LIBERATE GLI OSTAGGI. PIANTATE ORTAGGI.
La recente moda è l’ostentazione del verde, a volte sembra posto come un “trofeo” di caccia da esporre sul balcone. Una sorta di ecologico rito tribale. In alcune tribù in passato era in uso mostrare i sacrifici e le conquiste sul campo, in battaglia.
Oggi, sembra un obbligatorio glamour, una sorta di tassa da pagare all’establishment degli immobiliaristi. Quelli “buoni” però, quelli che tengono al futuro delle prossime generazioni, e allora, la premialità verde celata al di sotto di milioni di metri cubi di cemento armato e “cimento amato”.
Lo sforzo dei progettisti in molti casi diventa minimo, perché tolte le addizioni vegetali, alcuni edifici sembrano normali e anonimi palazzoni del boom edilizio del dopoguerra.
Magari saranno edifici certificati “green”, in tripla classe A. AAA e poi … abbiamo confuso la qualità architettonica e urbana con i requisiti energetici e con le piantine sui balconi.
Gli architetti sono ormai ostaggio di pressioni del mercato tali da invadere ogni balcone, loggia e tetto con improbabili lembi vegetali, con piante da vaso, perché la città fa paura e allora si richiamano visioni da Jungla, non a caso è chiamata Urban Jungle, foresta urbana.
I proprietari dei terrazzi, delle verande e dei balconi degli ambiti e costosi alloggi sono anch’essi ostaggio dei regolamenti draconiani delle ferree norme condominiali. Guardare e non toccare, potrebbe essere uno dei tanti vecchi tormenti giovanili adolescenziali.
Il verde condominiale impedisce ogni intervento, non si può piantare neanche del basilico. La varietà genetica non fa parte della selezione vegetale messa a dimora, in esposizione. Potranno accedere soltanto degli acrobati, funamboli, i così detti “giardinieri volanti” dai costi di manutenzione a dir poco esorbitanti.
Il pratino su ogni tetto, le piante in vaso su ogni balcone disponibile stanno diventando il passepartout per costruire, a volte, brutti edifici con la pace delle coscienze, basta che soddisfino il comune senso del pudore.
Nei prossimi anni scopriremo e avremo una reale misura dell’attuale stagione.
Gli architetti sembrano ostaggi del sistema, della comunicazione, diventano dei “service” per costruire sono perlopiù obbligati a mettere in scena improbabili maschere di idilliache rappresentazioni.
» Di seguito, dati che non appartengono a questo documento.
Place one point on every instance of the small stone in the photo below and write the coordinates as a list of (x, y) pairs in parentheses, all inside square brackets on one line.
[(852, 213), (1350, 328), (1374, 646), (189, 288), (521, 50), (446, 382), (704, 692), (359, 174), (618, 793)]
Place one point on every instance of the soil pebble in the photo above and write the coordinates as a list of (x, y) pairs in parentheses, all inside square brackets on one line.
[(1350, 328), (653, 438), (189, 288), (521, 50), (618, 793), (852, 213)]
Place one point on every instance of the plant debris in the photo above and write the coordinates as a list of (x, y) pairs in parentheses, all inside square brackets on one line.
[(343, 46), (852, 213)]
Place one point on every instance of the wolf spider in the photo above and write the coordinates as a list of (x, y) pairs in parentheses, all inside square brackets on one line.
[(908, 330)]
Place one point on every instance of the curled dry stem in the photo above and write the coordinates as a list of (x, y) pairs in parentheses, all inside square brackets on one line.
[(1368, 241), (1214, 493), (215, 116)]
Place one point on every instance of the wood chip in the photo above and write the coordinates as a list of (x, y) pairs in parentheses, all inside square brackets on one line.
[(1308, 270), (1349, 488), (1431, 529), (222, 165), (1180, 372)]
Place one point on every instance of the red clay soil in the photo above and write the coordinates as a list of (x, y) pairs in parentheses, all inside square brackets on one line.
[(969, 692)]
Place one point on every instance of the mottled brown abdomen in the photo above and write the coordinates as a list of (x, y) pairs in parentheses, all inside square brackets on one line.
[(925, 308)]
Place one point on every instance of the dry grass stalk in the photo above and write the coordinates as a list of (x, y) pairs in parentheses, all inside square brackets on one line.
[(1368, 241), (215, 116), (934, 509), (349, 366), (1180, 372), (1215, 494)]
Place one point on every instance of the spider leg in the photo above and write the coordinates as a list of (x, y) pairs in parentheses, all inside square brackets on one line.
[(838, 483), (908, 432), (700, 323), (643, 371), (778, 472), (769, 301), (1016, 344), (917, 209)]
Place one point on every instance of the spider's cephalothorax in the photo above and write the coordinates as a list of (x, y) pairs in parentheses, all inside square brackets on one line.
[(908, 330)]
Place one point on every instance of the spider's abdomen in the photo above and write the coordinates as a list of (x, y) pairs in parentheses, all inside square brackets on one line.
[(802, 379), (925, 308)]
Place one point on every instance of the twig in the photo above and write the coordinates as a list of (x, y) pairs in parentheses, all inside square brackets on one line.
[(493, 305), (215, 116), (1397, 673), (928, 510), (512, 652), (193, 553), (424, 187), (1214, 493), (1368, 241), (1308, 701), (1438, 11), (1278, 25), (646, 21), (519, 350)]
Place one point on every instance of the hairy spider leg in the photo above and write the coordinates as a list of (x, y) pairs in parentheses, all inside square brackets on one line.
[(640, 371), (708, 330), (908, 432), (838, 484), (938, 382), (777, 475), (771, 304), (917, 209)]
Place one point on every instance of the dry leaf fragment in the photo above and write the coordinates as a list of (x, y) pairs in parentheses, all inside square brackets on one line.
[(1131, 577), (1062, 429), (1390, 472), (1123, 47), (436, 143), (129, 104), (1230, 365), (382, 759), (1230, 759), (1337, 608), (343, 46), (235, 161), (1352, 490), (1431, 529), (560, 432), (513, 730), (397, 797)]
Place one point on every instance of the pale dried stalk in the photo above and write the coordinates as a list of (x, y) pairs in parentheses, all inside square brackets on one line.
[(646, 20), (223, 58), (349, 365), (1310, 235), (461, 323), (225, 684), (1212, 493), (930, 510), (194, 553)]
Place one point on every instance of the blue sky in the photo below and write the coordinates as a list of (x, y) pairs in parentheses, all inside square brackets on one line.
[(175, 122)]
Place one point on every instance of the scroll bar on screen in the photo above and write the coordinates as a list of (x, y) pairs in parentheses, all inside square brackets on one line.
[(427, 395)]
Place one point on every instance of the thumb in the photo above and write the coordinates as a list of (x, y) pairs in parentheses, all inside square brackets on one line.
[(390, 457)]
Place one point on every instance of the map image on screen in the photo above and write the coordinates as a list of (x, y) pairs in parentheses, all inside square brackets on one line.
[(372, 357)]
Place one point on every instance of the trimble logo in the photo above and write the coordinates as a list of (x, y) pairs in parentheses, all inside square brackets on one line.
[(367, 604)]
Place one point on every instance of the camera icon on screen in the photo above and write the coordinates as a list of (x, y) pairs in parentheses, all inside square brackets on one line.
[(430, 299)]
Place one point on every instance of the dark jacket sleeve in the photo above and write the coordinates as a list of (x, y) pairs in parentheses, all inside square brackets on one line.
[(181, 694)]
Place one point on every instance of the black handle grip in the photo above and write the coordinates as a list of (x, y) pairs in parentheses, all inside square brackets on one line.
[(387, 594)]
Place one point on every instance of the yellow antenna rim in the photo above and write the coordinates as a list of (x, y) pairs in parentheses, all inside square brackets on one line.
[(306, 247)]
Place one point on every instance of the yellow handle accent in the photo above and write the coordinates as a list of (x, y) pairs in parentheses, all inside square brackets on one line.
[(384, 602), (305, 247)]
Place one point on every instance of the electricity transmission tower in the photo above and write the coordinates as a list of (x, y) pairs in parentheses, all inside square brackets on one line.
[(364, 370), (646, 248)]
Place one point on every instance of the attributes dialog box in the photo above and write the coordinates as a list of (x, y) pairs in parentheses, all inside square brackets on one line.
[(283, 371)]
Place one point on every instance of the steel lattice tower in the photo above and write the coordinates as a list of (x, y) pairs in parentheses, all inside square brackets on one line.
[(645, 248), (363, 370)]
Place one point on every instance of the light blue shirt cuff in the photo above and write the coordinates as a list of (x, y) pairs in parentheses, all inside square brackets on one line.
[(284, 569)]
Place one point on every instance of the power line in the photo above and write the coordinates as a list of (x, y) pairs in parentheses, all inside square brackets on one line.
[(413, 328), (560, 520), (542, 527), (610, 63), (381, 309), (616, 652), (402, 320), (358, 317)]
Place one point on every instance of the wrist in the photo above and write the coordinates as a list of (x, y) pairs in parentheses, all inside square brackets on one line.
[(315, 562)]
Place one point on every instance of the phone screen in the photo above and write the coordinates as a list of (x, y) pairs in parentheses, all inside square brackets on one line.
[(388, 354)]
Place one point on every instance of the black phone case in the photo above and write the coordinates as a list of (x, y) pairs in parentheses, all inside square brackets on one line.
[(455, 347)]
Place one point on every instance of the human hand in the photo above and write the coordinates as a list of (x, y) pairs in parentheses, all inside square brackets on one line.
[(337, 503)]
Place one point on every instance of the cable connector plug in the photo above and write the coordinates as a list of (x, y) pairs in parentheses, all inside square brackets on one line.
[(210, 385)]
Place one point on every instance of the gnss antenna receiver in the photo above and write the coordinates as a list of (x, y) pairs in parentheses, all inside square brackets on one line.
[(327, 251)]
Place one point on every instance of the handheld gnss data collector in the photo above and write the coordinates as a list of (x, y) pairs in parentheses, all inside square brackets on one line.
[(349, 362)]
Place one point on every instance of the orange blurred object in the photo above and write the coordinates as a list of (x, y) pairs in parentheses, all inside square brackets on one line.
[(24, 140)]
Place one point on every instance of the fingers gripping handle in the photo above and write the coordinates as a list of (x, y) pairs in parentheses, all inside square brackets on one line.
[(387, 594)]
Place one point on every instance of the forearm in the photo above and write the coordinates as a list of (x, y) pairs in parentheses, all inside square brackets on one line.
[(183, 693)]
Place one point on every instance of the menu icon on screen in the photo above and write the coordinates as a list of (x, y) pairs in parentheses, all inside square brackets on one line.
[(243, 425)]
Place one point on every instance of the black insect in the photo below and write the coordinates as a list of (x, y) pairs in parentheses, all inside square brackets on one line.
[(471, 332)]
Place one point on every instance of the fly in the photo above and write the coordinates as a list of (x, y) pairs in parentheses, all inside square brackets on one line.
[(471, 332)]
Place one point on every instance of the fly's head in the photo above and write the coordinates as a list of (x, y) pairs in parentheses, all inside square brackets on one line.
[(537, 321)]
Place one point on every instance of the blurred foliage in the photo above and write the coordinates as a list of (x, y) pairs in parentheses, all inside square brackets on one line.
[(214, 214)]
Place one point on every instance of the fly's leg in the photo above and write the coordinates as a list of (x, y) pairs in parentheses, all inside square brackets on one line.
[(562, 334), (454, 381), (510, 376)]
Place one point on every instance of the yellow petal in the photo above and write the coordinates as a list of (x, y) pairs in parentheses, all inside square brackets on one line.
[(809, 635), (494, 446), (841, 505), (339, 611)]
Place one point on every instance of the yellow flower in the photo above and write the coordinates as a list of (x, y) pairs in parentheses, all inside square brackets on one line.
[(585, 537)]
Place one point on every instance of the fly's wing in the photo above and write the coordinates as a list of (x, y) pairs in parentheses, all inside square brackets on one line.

I giardini e i pratini dei tetti condominiali, la povera erbetta, da giugno a settembre, su tetti poco accessibili è da innaffiare un giorno sì e uno no. Le piante da vaso destinate a restare simili a dei “bonsai”, le specie vegetali ostaggio della nostra percezione della sostenibilità.
Come se la gestione del verde non fosse un importante costo. Il verde è importante, è fondamentale se è radicato al suolo, pubblico, democratico e accessibile, disponibile. Sentirsi nella natura, con la fauna e la vegetazione spontanea, selvatica – eppercheno? – vedere bambini che giocano e scoprono suoni, odori, richiami, che si sporcano le mani, questo è il senso della natura.
Perché non piantare alberi da frutta e ortaggi negli edifici?
Perlomeno faremmo qualcosa di veramente rivoluzionario, perché non coltivare in modo diffuso, come sui tetti di New York che producono più di 20.000 chilogrammi di prodotti biologici e verdure fresche. Brooklyn Grange ospita anche eventi e programmi formativi ed educativi per i nuovi “contadini urbani” di tutto il mondo.